Today if a new library is well designed and well documented I still might pick a more mature competitor purely for the LLM advantage.

I recently started writing a toy kernel in the Zig programming language and I came upon this realization. The Copilot support was really bad and it was trying to autocomplete with C code, which was correct semantically but wasn't valid Zig code.

It might seem non-important to many, but I was writing a big amount of boilerplate code, tests, etc. and I have a feeling I would've been much more productive just sticking with C.

It really depends on what you're building, but Django is still undefeated for 95% of the things a solo dev will want to create. Everyone here recommends React, but all the interactivity usually doesn't add business value, just complexity and slowness.
How is it compared to Rails? It seems like the world is just divided between server first or JS framework first depending on how much interactivity. In my case i just need some API calling, retrieving data, rendering it on the dashboard (just text, no graphs) and pushing some of the content to another API.
I haven't used Rails, but I assume the two are similar. Django is more popular, which probably means more of an ecosystem, but if you need a simple API, either will do.
Is there a good "drag and drop" option on the UX/UI side? I assume .NET is one?
For me , it is typescript all the down from nodejs , react to react native . The ecosystem is big . Whatever issue you had, there’re likely tons of resources on the web. It makes me very productive and can easily switch context between server , web and mobile as it is just the same typescript
If you’re just starting out a full batteries included thing will work best, meaning database and frameweok with history of stability, popularity and long term support. Ruby on Rails, php with laravel, Python with Django. Because any framework that’s not married to an orm means more voices you have to make and less support and more problems. No js framework meets these criteria although nextjs gets kind of close imo.
FE: Angular + Material (Maybe blazor if no experience with JS/TS)

BE: .NET or Spring Boot

Database: SQLite (eventually PostgreSQL in Docker container)

Hosting: Hetzner

An under-appreciated advantage of single-devs is ease of refactoring.
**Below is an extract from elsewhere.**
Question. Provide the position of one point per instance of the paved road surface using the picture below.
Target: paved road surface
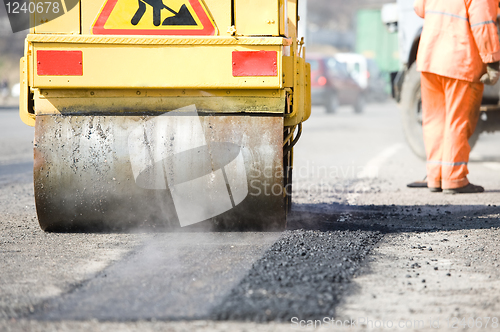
(360, 247)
In the time it takes a big team to schedule a pre-meeting for discussing changing a schema, solo-devs can whip through many huge cross-cutting refactors across their entire architecture without anyone complaining about broken merges.

Building a real, successful thing generally involves more time and more learning about the customer space than you expect at the outset. As a single dev, you have a massive advantage over big teams in your ability to make huge fast change in the architecture of your product.
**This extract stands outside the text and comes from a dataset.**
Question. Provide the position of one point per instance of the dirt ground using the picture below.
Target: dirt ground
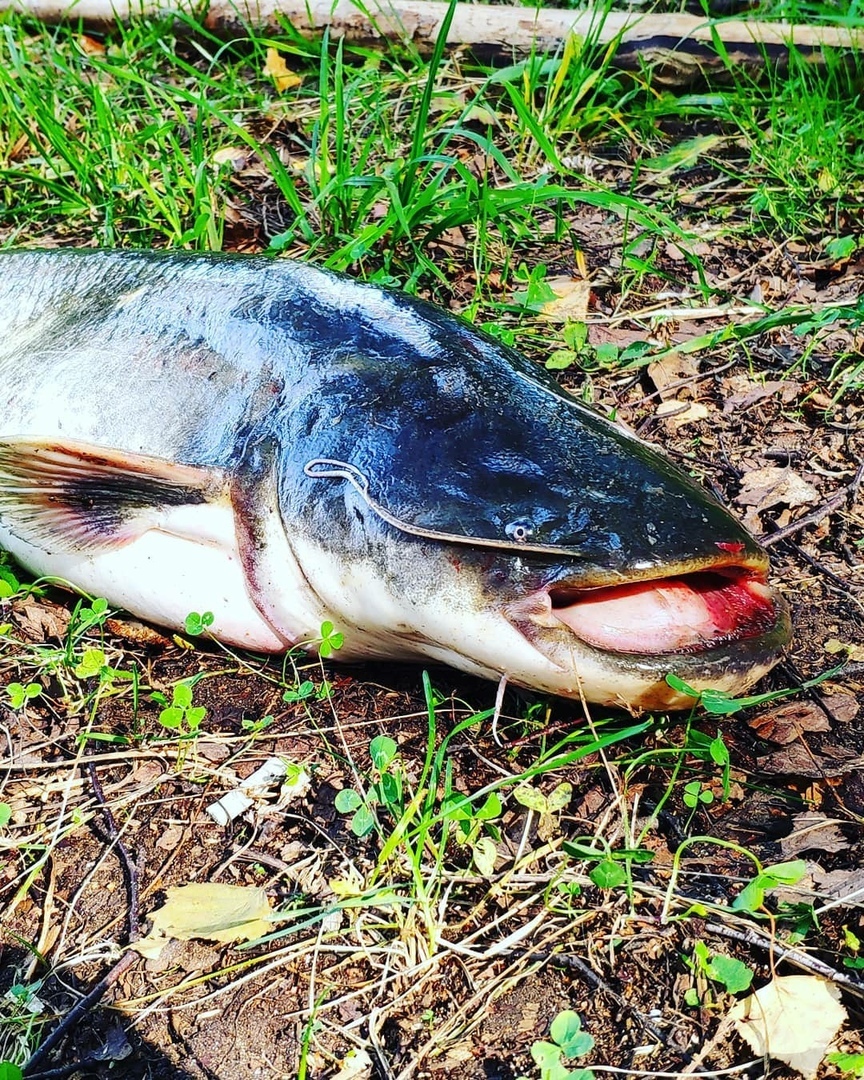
(463, 986)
Here's the controversial part of this: if you want to maximize your ability to make big changes, you want a strongly-typed codebase (for me that's TypeScript on the front-end and C# on the backend because of the quality of the refactoring tooling for it). There's no formal guarantee that strong typing will keep your code working across big refactorings, but in practice it just works. You focus on getting the inner loops right and the compiler and IDE takes care of the rest.

Yes, you can probably write the first iteration faster in a dynamically typed language, but when you start making those big changes that are your unfair competitive advantage against larger teams, the strong typing combined with modern IDE tooling capabilities means a working system remains a working system even as you treat it like completely malleable clay.

I'm also a fan of modular monoliths, again for ease of major refactoring (if you're not familiar with it, check out for example TurboRepo in the node.js space). You can organize an enormous amount of code well using this technique, including having things partitioned to hand off to other devs or multiple teams if you happen to eventually want to scale up from single dev to multi-dev.